Generating log_lik for Regime Switching Model help

Hello,
I have stan code for Regime Switching Model from Jim Savage site. Here this site:
https://khakieconomics.github.io/2018/02/24/Regime-switching-models.html.
I have an issue in creating the log-likelihood in the generated quantities. I am not sure how to define the target syntax in the generated quantities block.
Here this code.

data {
    int T;
    vector[T] y;
}
parameters {
    vector<lower = 0, upper = 1>[2] p;
    real<lower = 0> phi;
    vector[2] delta;
    vector<lower = 0>[2] sigma;
    real<lower = 0, upper = 1> xi1_init; 
    real y_tm1_init;
}
transformed parameters {
    matrix[T, 2] eta;
    matrix[T, 2] xi;
    vector[T] f;

// fill in etas
for(t in 1:T) {
    eta[t,1] = exp(normal_lpdf(y[t]| delta[1], sigma[1]));
if(t==1) {
    eta[t,2] = exp(normal_lpdf(y[t]| delta[2] + phi * y_tm1_init, sigma[2]));
} else {
    eta[t,2] = exp(normal_lpdf(y[t]| delta[2] + phi * y[t-1], sigma[2]));
}
}

// work out likelihood contributions

for(t in 1:T) {
// for the first observation
if(t==1) {
    f[t] = p[1]*xi1_init*eta[t,1] + // stay in state 1
            (1 - p[1])*xi1_init*eta[t,2] + // transition from 1 to 2
            p[2]*(1 - xi1_init)*eta[t,2] + // stay in state 2 
            (1 - p[2])*(1 - xi1_init)*eta[t,1]; // transition from 2 to 1

xi[t,1] = (p[1]*xi1_init*eta[t,1] +(1 - p[2])*(1 - xi1_init)*eta[t,1])/f[t];
xi[t,2] = 1.0 - xi[t,1];

} else {
// and for the rest

f[t] = p[1]*xi[t-1,1]*eta[t,1] + // stay in state 1
        (1 - p[1])*xi[t-1,1]*eta[t,2] + // transition from 1 to 2
        p[2]*xi[t-1,2]*eta[t,2] + // stay in state 2 
        (1 - p[2])*xi[t-1,2]*eta[t,1]; // transition from 2 to 1

// work out xi

xi[t,1] = (p[1]*xi[t-1,1]*eta[t,1] +(1 - p[2])*xi[t-1,2]*eta[t,1])/f[t];

// there are only two states so the probability of the other state is 1 - prob of the first
xi[t,2] = 1.0 - xi[t,1];
}
}

}
model {
// priors
p ~ beta(10, 2);
phi ~ normal(1, .1);
delta ~ normal(0, .1);
sigma ~ cauchy(0, 1);
xi1_init ~ beta(2, 2);
y_tm1_init ~ normal(0, .1);


// likelihood is really easy here!
target += sum(log(f));
}
"

Thanks for any help you can provide.

1 Like

Sorry, can’t answer now, maybe @mcol is not busy and can help?
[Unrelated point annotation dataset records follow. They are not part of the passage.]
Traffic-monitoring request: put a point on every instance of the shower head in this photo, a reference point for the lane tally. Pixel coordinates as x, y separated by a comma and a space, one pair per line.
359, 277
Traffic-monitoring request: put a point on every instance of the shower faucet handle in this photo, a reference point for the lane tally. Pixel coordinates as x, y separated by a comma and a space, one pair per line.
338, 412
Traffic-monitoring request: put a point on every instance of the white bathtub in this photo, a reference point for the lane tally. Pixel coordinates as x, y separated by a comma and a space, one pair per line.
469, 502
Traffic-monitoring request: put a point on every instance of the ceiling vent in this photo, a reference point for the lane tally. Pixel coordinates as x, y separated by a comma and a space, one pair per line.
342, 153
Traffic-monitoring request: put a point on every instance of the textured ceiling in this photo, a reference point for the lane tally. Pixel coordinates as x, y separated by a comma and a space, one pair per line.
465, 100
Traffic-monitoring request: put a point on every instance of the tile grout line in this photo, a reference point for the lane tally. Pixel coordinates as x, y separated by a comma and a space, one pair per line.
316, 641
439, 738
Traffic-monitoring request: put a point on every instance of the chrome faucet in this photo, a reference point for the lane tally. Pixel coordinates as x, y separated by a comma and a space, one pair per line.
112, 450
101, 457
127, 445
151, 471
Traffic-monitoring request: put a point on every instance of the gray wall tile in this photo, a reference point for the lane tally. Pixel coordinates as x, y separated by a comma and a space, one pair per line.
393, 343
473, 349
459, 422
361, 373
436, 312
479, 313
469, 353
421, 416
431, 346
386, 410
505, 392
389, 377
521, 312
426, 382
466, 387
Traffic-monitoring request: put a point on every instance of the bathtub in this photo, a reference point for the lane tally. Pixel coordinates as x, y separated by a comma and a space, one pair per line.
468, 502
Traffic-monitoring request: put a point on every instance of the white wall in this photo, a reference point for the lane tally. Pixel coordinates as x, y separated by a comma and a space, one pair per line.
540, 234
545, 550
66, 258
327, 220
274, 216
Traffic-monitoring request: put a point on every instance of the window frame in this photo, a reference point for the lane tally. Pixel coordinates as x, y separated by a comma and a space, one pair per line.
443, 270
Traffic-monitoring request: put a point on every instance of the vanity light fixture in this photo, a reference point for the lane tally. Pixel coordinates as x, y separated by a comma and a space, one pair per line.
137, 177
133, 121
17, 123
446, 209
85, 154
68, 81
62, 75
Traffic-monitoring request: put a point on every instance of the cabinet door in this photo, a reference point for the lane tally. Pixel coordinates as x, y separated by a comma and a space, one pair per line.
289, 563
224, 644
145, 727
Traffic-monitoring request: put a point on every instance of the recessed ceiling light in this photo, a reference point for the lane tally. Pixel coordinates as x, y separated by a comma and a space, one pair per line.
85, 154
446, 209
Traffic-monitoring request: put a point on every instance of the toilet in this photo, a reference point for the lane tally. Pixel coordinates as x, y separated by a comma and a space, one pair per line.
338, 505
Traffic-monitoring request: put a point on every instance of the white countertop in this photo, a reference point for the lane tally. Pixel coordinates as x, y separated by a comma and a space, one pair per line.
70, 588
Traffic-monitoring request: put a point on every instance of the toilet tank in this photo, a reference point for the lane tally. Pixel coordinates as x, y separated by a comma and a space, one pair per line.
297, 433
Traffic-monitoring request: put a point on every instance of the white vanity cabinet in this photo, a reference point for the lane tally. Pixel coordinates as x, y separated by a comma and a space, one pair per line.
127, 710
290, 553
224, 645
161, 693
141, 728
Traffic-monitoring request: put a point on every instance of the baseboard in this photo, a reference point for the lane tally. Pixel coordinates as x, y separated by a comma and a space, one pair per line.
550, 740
I’m sorry, I’m not familiar with this type of models and I’m very short on time. Perhaps the answer to this post will set you on the right path. Otherwise I suppose @James_Savage will have the answer ready.

If total log likelihood is sum(log(f)) then individual terms of the log likelihood are log(f)

generated quantities {
  vector [T] log_lik = log(f);
}

Thank you for the attention Mr. @avehtari.
I have read your article entitled “WAIC and cross-validation in Stan”. Is the log_lik that you proposed in that formula (log_lik = log(f)) has the same mean with log-predictive density (for computing waic)?

In the first message you mention log-likelihood and the code wrote computes log-likelihood.

The computed term is \log p(y_i|\theta^{(s)}) which both the log likelihood evaluated with given certain parameter values \theta^{(s)} and the log predictive density given certain parameter values \theta^{(s)} and certain observation y_i. See more in Practical Bayesian model evaluation using leave-one-out cross-validation and
WAIC
. It’s better to use PSIS-LOO than WAIC, as PSIS-LOO is more robust and has better diagnostics as demonstrated in that paper.